I am not someone who planned out how I wanted a future mystical man to propose. This is partly because, as the child of divorced parents, I didn’t think I would ever be getting married. Maybe some time after 35. And more likely never.
I had fully planned to be an old lady with purple hair, living in a New York apartment crammed with books and mad artefacts from my global travels, eating granola all day and wearing ballgowns and Converse because there was no guy around to be confused about my eclectic fashion sense. And then I went to Berlin and met someone who switched the gear on that grand life plan. Insert long story involving a deployment to Iraq and lots of Skype and over a year waiting to see each other again. I was sitting alone in Phoenix Airport, waiting for my flight back to Heathrow, when I knew that I was going to marry him, in the same unquestioning and total way that I know where the Tube doors will stop and which is the squeaky stair in my childhood home and that it’s always 5 o’clock somewhere.
Four months and a trip to London and a trip to Vegas and more Skype and many discussions later, including a 6am inquiry about what ring I wanted (er, huh?), we’re walking back to my flat after watching Bridge of Spies. Because nothing says romance like Cold War dramas starring Tom Hanks.
It’s a bit damp but mercifully mild, and late enough on a Tuesday night before Christmas that the Southbank has mostly cleared of tourists. I’m full because I've had nearly an entire bag of slightly stale-tasting sweet cinema popcorn and a cheeseburger and chips. My hair is all over the place because of the drizzle. But I don’t really care because he’s actually here, in 3D, and he has warm hands, and I have a sneaky suspicion I know what’s coming.
I’m intuitive, OK.
We get to our favourite bridge, which has a view east of Waterloo Bridge, Southbank, St Paul’s and the Shard in the distance. He pulls me gently over to the silver railings. And he gets out this white box. And time stands still.
Turns out getting proposed to is a lot like deciding to have sex for the first time. Throughout your life you’ve heard that this is a pivotal moment that will mark a dividing line between the time before you knew what all the fuss was about, and the time when you’re in the know. But it’s actually the decision itself that is more important, more formative, than the exact moment.
Standing in front of this man, who is funny and kind and maddening and caring, I decided that despite years of being steadfastly against the idea of committing to one person forever, actually, I’m more than willing to give it everything for him.
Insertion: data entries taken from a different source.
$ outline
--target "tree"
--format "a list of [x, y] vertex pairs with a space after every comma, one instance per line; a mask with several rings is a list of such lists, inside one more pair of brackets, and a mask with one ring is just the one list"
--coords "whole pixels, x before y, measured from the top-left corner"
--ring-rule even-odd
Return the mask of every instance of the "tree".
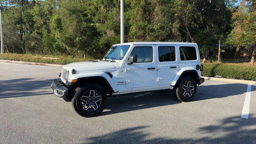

And like sex, you’re still the same person after it. That moment doesn’t change you. It’s more that you're knowingly going from one stage of your life to the next. Like levelling up or birthdays in The Sims when they spin round, lights burst out and now they’re a spotty teenager.
Then a drunk guy will come up and congratulate you on being madly in love, and you will smile and nod until he leaves.
I still don’t think everyone should get married, because you know what works for you better than some tax man or priest or nosy relative or diamond salesman. And there's no point planning how to get proposed to, whatever gender you are, because you won't know how it feels until you're there. If the method of question-asking is the most important thing to you, you've kind of missed the long-term implications.